I was looking Parson’s high transition length body in a book and thought that maybe if I modify my body shape also so that the nose becomes sharper. By sacrificing some interior space, the flow acceleration can be kept for high transition length according the book I was reading this. My modified body looks like this.

Despite the QFLR5 algorithm is not maybe designed for simulating NLF bodies (it is designed for simulating wings), the pressure distribution looks like the same as the wind tunnel data for the Parson’s body which makes me think that it might not be that much wrong.

    • Exo Cruiser
    • May 21st, 2009

    Well, the body outer shape is not all, you still have to fit everything in it. I have hard time fitting everything in my fuselage shapes.. i have to enlarge the shape 10-20% time to time. The shape is nice but there starts to be too much space in some areas when other areas finally fit.

    • Thad Beier
    • May 22nd, 2009

    My favorite low-drag airframe was the AR-5 — just amazing. And 16 years old now!


    • Karoliina Salminen
    • May 26th, 2009

    Exo Cruiser:
    Yes, the internal space is a problem.
    However, there is not that much to fit. I think fitting three persons inside would be meeting the concept initial requirements. The equipment (which I was thinking fully integrated EFIS system) does not take much space. Control stick (either center or side stick) does not occupy much space. I was thinking all switches etc. not all the time needed things should go away from instrument panel and should be located for example on a overhead panel. Backup instruments could be where they fit, it is emergency anyway if backup instruments are needed and it is not a question then how ergonomically laid out they are.
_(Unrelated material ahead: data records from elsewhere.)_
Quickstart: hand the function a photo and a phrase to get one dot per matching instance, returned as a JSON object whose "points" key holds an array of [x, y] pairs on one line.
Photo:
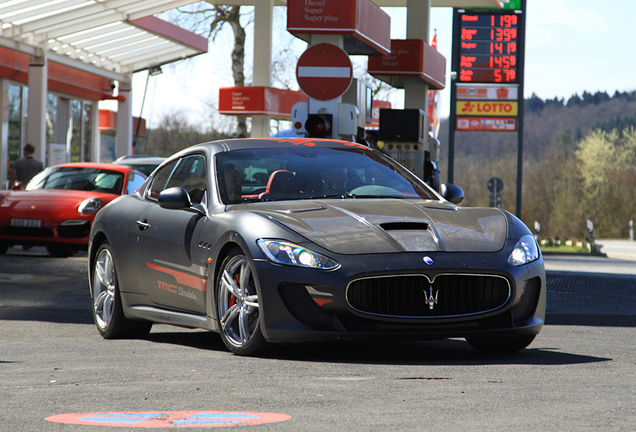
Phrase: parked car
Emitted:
{"points": [[145, 164], [298, 240], [57, 207]]}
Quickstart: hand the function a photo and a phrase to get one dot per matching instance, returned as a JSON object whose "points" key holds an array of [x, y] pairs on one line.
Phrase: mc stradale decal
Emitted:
{"points": [[186, 284]]}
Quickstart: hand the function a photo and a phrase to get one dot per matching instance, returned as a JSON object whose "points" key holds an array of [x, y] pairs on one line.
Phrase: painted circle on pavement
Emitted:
{"points": [[170, 419]]}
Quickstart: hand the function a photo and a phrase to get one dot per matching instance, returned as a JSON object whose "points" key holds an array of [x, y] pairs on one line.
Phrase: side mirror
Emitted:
{"points": [[174, 199], [177, 198], [452, 193]]}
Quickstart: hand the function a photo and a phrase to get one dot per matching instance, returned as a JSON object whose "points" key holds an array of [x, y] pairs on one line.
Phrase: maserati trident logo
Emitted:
{"points": [[431, 300]]}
    Fitting people inside just would require enough diameter for the pressure vessel. I plan to measure that in practice with some mock-up.

    Thad Beier:
    The AR-5 has turbulent body with low wetted area and low frontal area and it also has low interference drag. It is not a laminar body and it neither benefits from laminar flow much (if at all possible behind the prop). The wings on the AR-5 are NACA 6-series, but the fuselage is pretty traditional minimum size turbulent body. However, there is no magic. It is just small and the drag is low because of that, not that much because of the shape.

    The AR-6 is more impressive than the AR-5, but that too has tractor propeller and has turbulent flow over the body and associated drag penalties from that.
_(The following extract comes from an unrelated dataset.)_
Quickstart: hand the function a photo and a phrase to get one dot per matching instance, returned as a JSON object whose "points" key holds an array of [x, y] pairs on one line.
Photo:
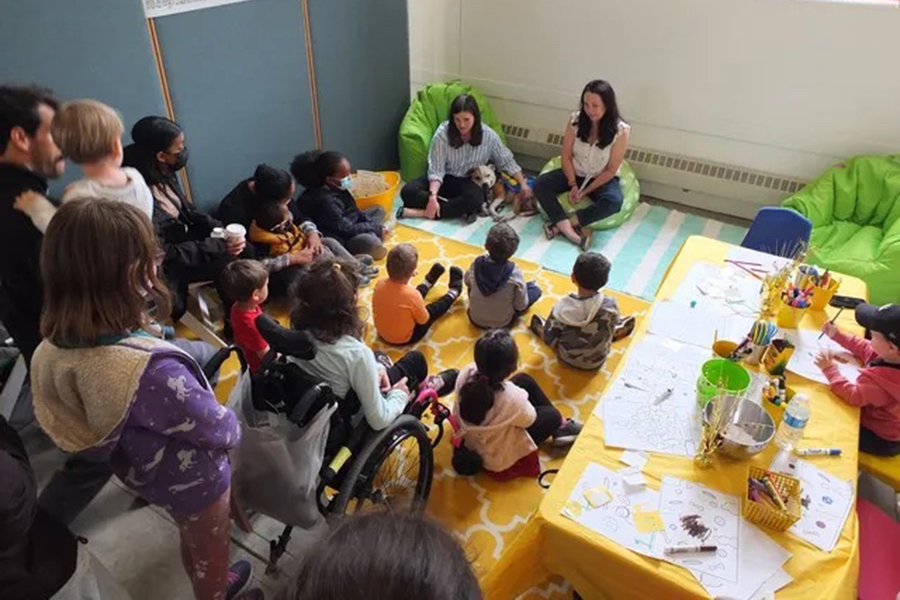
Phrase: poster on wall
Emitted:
{"points": [[161, 8]]}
    In my concept, I am trying to optimize the shape to achieve the minimum profile and minimum or non-existent interference drag on that. Zero interference drag is possible with blended wing body configuration.
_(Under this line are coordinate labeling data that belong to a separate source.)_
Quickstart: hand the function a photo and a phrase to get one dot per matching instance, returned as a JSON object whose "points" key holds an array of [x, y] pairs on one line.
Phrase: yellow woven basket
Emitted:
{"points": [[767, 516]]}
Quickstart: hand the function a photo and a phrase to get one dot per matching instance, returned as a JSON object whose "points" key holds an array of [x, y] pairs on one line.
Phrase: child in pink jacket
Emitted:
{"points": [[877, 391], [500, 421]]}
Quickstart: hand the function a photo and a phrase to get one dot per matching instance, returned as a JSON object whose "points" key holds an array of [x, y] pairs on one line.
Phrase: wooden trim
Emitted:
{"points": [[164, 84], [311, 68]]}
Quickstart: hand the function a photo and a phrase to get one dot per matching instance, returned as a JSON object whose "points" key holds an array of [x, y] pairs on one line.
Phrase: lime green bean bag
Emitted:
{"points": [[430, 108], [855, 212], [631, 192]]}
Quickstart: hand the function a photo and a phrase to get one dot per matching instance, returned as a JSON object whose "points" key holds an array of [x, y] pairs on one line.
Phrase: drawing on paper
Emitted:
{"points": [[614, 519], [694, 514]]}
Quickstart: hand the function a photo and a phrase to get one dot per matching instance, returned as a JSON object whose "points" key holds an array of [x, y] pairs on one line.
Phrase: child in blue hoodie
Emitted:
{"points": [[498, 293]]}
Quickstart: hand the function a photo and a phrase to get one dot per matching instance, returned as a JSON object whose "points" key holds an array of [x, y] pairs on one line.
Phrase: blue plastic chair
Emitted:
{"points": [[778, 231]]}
    It is very hard to predict at this point if the quest for lower drag will work out better by optimizing the shape and surface quality instead of the size (which is larger than minimum size).

    • Dennis Gearon
    • September 16th, 2009

    From what I've seen, the 25 year old Piaggio Avanti is the best exercise in airframe design out there. If one reads the design criteria, everything had a reason, and the reasons added up to the most efficent, cheapest, and fastest turpoprop in its class – And second in speed only to jets in its class.

    Looking at the bottom view of it pretty much says – I go fast, far.

    Also, look at 'hydrodynamic creatures' who have to move though water continuously, sharks, for more inspiration. I believe that sharks have been shown to have 'dynamically modululated' microscopic turbulators, (not something that will be on airplanes for a while 🙂

    • Dennis Gearon
    • October 5th, 2009

    One other thing about the AR-5. Sure, it had low roughness on its surface. And it had all the other things Karolin talks about above. But it also had VERY low waviness – something that does not get much coverage in press. Really fast, turbulent designs do quite well with a low waviness.

    This is had by paying attention to two different things. One, the original finish – use very long, shaped, sanding blocks for sanding. Use a different, conforming shape for each area. Make sure the paint follows the curve of the body underneath.

    Two, make sure the structure does not 'oil can' or distort the surface material in flight conditions, under load. This is one reason why the modern 'Spam cans' now use a type of sandwich construction. I'm not sure what it is, but they bond or machine a stiffening structure across the entire inner-structure face (like nomex honeycomb and another sandwich layer on the other side of that). It does not provide structure for carrying the load, intentionally that is. But it stiffens the skin and prevents load induced waviness.

  1. I really cannot see how could one use that for measuring fuselage drag…but you just did ! Thanks for the hint.